1月27日、MVPとKO賞を受賞したボクシング年間表彰式の場でバンタム級残留を発表した長谷川穂積

 長谷川穂積の次戦が11度目の防衛戦になることが決まった。バンタム級残留か階級転向か、12月のV10戦以前から発生していた進路問題はひとまず決着。追いかけていたこちらも正直すっとしたし、いろんな意味でチャンピオンの人間味に触れた気がした。

 長谷川は、これほど立派なチャンピオンになった今も番記者に近い存在でいてくれる選手だ。公の発言には「本音」と「建前」があるが、彼はその境界線がわかりにくい。「これ、書いちゃだめですよ…」と言って、普通なら新聞記者に話さないようなこと(たとえばお金やマッチメークのこと)を教えてくれることがある。後日にそういったことが記事になっても、自分が「書かないで」と言ったことをすっかり忘れ、大きな原稿になったことを喜んだりする。今回もその時その時の本心をこぼした。迷っていることをそのまま口に出した。だから新聞紙上では2つの可能性を行ったり来たりした。

 だが、今回はある時期から口をつぐんでしまった。1月11日、ダブル世界タイトルマッチの解説に訪れた時、1階級上のWBAスーパーバンタム級王者プーンサワットとの対戦についてジム側が否定。

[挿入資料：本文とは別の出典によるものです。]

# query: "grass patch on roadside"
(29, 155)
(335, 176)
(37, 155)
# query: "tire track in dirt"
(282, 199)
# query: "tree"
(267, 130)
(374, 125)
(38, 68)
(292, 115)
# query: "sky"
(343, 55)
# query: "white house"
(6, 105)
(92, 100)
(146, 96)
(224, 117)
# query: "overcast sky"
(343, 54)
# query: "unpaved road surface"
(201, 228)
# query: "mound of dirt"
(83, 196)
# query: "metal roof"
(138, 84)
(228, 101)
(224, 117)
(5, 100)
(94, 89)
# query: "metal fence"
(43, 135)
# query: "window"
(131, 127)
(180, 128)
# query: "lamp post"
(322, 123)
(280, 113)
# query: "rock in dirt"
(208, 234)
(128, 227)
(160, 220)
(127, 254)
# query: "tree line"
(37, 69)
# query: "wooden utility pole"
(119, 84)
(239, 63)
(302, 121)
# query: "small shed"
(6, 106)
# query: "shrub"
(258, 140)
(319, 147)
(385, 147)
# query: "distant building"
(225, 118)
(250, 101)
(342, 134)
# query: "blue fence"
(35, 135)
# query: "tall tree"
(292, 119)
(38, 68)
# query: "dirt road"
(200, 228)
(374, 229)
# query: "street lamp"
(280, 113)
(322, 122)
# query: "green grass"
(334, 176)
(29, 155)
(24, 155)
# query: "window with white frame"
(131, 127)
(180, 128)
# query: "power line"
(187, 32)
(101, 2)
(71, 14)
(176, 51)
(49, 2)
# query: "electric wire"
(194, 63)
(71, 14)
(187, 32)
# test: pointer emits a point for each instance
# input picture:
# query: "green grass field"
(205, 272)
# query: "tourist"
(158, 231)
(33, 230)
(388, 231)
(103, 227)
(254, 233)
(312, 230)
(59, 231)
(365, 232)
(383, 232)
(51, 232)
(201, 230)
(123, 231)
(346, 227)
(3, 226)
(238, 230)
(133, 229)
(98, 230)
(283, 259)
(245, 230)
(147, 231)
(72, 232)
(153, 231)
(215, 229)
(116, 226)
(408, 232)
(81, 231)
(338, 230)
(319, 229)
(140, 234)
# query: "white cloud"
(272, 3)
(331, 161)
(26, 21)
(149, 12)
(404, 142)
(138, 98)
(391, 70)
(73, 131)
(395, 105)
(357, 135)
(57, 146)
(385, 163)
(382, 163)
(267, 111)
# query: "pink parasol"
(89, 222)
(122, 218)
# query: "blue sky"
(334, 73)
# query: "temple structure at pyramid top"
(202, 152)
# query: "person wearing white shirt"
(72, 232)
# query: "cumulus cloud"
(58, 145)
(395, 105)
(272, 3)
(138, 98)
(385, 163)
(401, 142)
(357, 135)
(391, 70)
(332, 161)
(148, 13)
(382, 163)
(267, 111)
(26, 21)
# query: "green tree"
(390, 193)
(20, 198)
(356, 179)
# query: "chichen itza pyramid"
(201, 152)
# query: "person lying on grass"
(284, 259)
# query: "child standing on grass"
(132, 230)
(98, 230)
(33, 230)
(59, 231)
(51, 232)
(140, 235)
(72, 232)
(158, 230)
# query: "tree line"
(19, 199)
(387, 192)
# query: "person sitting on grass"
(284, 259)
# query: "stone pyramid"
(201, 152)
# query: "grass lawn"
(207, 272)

この時はまだフェザー級転向の可能性を模索していたが、ほとんどの新聞が「次は防衛戦」と報じた。王者のブログには転向推進派のファンから「逃げた」という批判コメントもあったようだ。「もうしゃべりません。みんな勝手なこと書くから」。新聞記者への不信感が出てきて当然だった。その後に何度かあった取材機会でもノーコメントだった。

 1月27日、バンタム級残留の発表時は、「バンタム級にはまだ強い選手がいる。まだバンタム級で自分のベストパフォーマンスはできていないから」とその理由を話した。これは完全な建前だろう。フェザー級の試合はさまざまな事情から組めなかったが、言い訳やグチは一切言わなかった。ジムを背負って立つ大黒柱だ。さまざまな葛藤を乗り越えて出した決断であることは、「責任は全部、自分が負います」という言葉に表れていた。

 大きな存在となった長谷川はこれから私たちに本音を話してくれなくなってしまうのではないか。もしかしてその時は足をすくわれてしまうのではないか。ちょっとした寂しさでそんな勝手な予感を感じていたころ。発表から4日後の1月31日、V10祝勝会で長谷川に会った。ピリピリしているかな?と思いつつ、着けていた腕時計が素敵だったので「いい時計やね」と褒めると、「実はね、これ、書いちゃだめですよ…」とその値段がわかるようにヒントを出してきた。ホッとした。いつものように自分の失敗談をこぼしてしまうおちゃめな長谷川穂積に戻っていた。「書いちゃだめですよ」。言われるたびに困ってしまうが、これからも取材の中でこの文句が出てくることを願っている。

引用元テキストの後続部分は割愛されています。